Xuanzang was a scholar, traveler, and translator. When he wrote these words in the seventh century, he had just returned from an epic seventeen-year, six-thousand-mile overland pilgrimage and manuscript-gathering expedition to the great Indian centers of Buddhist learning. Buddhism by then had been the established religion of most of South and Central Asia since it was taken up by Emperor Ashoka in the third century BC, around three hundred years after the Buddha’s death in northern India. The account Xuanzang wrote of his journey, Buddhist Record of the Western World, makes it clear that the places he passed through from western China to the Hindu Kush were then very largely dominated by Indic ideas, languages, and religions.

For most of its later medieval and modern history, it was India’s fate to be on the receiving end of foreign influences. Following the establishment of a series of Turkic-ruled Islamic sultanates throughout India in the thirteenth and fourteenth centuries, Persian became the language of government across much of the region, and Persian cultural standards, in art, dress, and etiquette, were adopted even in Hindu courts. By the nineteenth century, English had replaced Persian, and India became instead a distant part of the Westernizing Anglosphere. To master English was now the route to advancement, and Indians who wished to get ahead had to abandon, or at least sublimate, much of their own culture, becoming instead English-speaking “Brown Sahibs,” or what V.S. Naipaul called “Mimic Men.”

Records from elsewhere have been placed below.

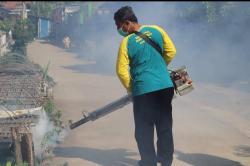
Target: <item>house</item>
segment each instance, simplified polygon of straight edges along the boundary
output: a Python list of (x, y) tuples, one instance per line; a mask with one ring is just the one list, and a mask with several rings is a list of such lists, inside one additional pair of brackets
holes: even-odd
[(28, 4), (31, 4), (31, 1), (2, 1), (0, 8), (2, 11), (5, 9), (5, 13), (8, 13), (8, 15), (26, 19), (29, 12), (26, 7)]
[(4, 31), (0, 31), (0, 56), (7, 53), (7, 34)]

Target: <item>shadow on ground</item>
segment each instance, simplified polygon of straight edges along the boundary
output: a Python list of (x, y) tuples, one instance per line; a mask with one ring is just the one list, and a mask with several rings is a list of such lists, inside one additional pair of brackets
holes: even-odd
[(236, 146), (234, 154), (240, 157), (250, 157), (250, 146), (247, 145)]
[(101, 166), (137, 166), (137, 161), (129, 157), (137, 155), (126, 149), (93, 149), (81, 147), (57, 147), (54, 150), (57, 157), (81, 158)]
[(178, 150), (175, 151), (175, 154), (178, 160), (192, 166), (243, 166), (240, 162), (208, 154), (183, 153)]

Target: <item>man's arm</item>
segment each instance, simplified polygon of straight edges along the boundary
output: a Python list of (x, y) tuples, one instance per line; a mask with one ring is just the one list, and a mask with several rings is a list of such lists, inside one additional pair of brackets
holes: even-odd
[(131, 91), (131, 80), (129, 74), (129, 58), (127, 49), (128, 37), (125, 37), (120, 45), (118, 57), (116, 61), (116, 74), (119, 77), (122, 85)]
[(174, 46), (174, 43), (172, 42), (171, 38), (168, 36), (165, 30), (163, 30), (159, 26), (153, 26), (153, 27), (161, 32), (163, 39), (163, 58), (165, 62), (169, 64), (176, 54), (176, 48)]

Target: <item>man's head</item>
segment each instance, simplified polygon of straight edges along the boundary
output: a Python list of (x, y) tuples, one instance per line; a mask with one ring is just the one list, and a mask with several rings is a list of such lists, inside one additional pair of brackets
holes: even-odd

But for at least seven hundred years before then, from about 400 AD to 1200 AD, India was a large-scale and confident exporter of its own diverse civilization in all its forms, and the rest of Asia was the willing and eager recipient of a startlingly comprehensive mass transfer of Indian culture, religion, art, music, technology, astronomy, mythology, language, and literature. Out of India came not just artists, sculptors, traders, scientists, astronomers, and the occasional fleets of warships, but also missionaries of three Indic forms of religion: Buddhism and two rival branches of Hinduism: Shaivism, in which Lord Shiva is revered as the Supreme Being; and Vaishnavism, which venerates Lord Vishnu.

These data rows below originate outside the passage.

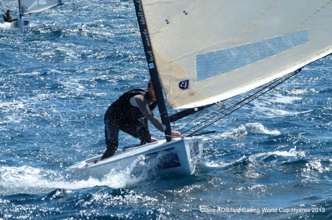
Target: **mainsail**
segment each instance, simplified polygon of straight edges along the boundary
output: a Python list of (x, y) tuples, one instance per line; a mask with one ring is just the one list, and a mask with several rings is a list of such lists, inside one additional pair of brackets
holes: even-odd
[(332, 52), (332, 0), (141, 3), (173, 108), (228, 99)]
[(61, 5), (61, 0), (19, 0), (20, 14), (28, 15)]

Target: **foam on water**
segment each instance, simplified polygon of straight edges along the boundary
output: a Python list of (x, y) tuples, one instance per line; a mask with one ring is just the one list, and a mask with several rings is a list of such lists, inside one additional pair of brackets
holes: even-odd
[[(249, 134), (265, 134), (279, 135), (281, 133), (278, 130), (269, 130), (262, 124), (258, 122), (247, 123), (241, 124), (220, 134), (214, 135), (215, 138), (239, 138), (243, 137)], [(205, 140), (205, 139), (204, 139)]]
[(275, 151), (271, 152), (265, 152), (262, 153), (256, 154), (253, 155), (249, 156), (248, 157), (245, 155), (242, 155), (240, 158), (232, 161), (231, 162), (225, 162), (224, 161), (205, 161), (204, 164), (207, 167), (213, 168), (223, 168), (231, 166), (234, 164), (238, 162), (242, 162), (247, 158), (249, 161), (255, 162), (257, 161), (258, 159), (261, 161), (262, 159), (266, 158), (271, 155), (276, 155), (281, 157), (305, 157), (305, 153), (301, 151), (297, 151), (296, 147), (294, 146), (289, 151)]
[(117, 173), (111, 173), (101, 180), (89, 178), (73, 180), (63, 172), (32, 167), (0, 167), (0, 194), (45, 193), (54, 189), (76, 189), (96, 186), (107, 186), (113, 188), (123, 188), (141, 182), (148, 178), (148, 173), (140, 176), (132, 174), (135, 166)]
[(279, 102), (281, 103), (291, 103), (294, 101), (301, 100), (302, 98), (301, 97), (293, 97), (291, 96), (282, 96), (281, 95), (278, 95), (277, 96), (277, 98), (274, 100), (271, 100), (273, 102)]

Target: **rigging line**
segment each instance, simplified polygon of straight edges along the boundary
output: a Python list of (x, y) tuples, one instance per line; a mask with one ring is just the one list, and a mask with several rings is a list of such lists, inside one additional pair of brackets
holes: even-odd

If the scale and breadth of this extraordinary cultural diffusion is not as well known as it should be, that is perhaps partly because of a tendency to perceive and study this process as two separate disciplines, each the preserve of a different group of scholars. The many Buddhist monuments scattered around Afghanistan and the Taklamakan desert in northwest China, through which Xuanzang passed, for example, are usually viewed today as the first step in the story of the spread…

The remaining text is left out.